Like many of you, I wasn’t aware of Baby Shark until its initially innocent — if inexcusably aggravating — theme tune was taken hostage by an inescapable internet meme in 2018. In Baby Shark VR Dancing, though, meme turns to nightmarish reality.
It is perhaps a little unfair that the original has been tainted in such a way (that is if it’s even possible to taint something already so admirably detestable), and thus I approached Baby Shark VR with a healthy dose of trepidation. But, being the professional I am playing children’s games in four-day-old “whatever, it’s quarantine” clothing, and in desperate need of a shave, I’m able to separate my expectations with those of the target market. You know, the ones VR headset makers tell you not to give VR headsets.
And that’s the kicker here. We’ve seen some attempts at kid-friendly VR in the past, but it has to be said that Baby Shark seems like an especially young age to skew for a game, especially considering that it’s only appearing on PC VR headsets right now. All jokes aside, I’ll reluctantly admit what’s here is well-made, it just resurrects the question of if this type of VR content should exist, at least right now.
Baby Shark VR Dancing is comprised of two parts. Firstly there is, yes, the bit where everyone sings at you with hatefully happy smiles in ear-shattering high-pitched squeals. It’s a singalong with subtitles and you can blow bubbles from two water guns. The visuals are sharp and the animation is silky smooth, making for a surprisingly well-produced product. It’s the VR equivalent of the two-minute YouTube videos you’ll leave a toddler to cycle through just to finally, please god, get a moment’s rest.

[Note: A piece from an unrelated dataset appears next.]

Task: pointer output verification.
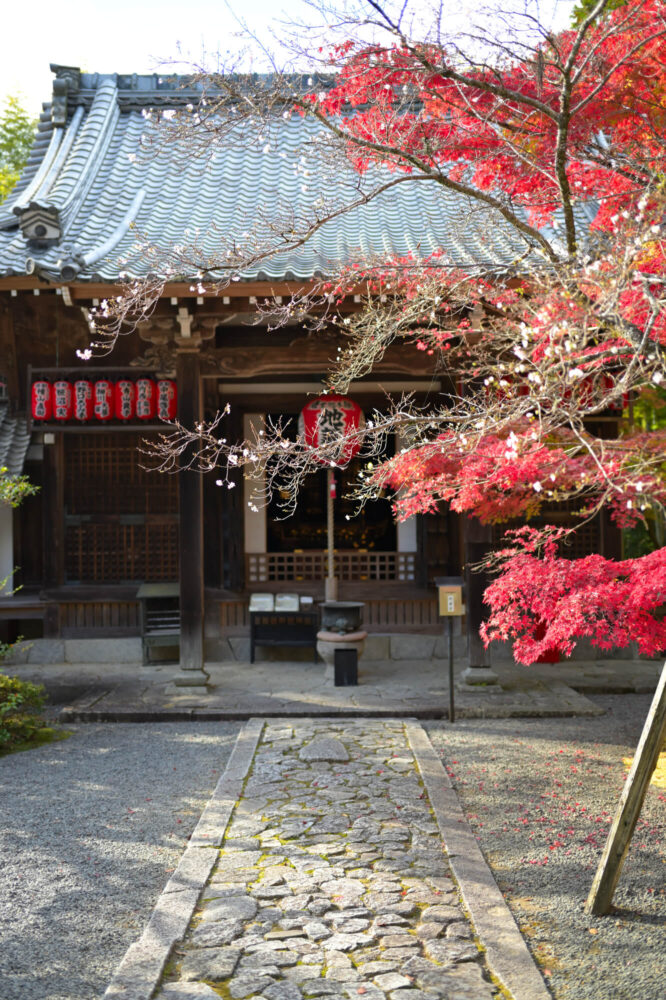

The second part of the package is decidedly weirder. It’s essentially a VR boss fight; a giant octopus arrives to capture your friends and you fight back by shooting bubbles from those water guns at it. Again, it’s all well-made, but more than a little troubling that this is essentially a first-person shooter for tots. At least other VR games for kids like Schell Games’ Water Bears VR go for more positive developmental mechanics; this seems to be setting you up for a life of drinking Monster Energy and developing an online alter ego comprised of numbers and the letter z.
At $9.99, Baby Shark VR Dancing isn’t asking a lot from you and what’s here is genuinely well-made, if a little insufferable to the more mature mind. But the point remains that many VR headsets makers set an age limit of 13 for use. This appeals to a much younger audience, one that I certainly wouldn’t be comfortable leaving inside an Oculus Rift or Valve Index, especially when they’re essentially playing a shooter with training wheels. As tempting a lockdown distraction this may seem for families, I’d exercise extreme caution all the same.
Baby Shark VR Dancing is out now on SteamVR.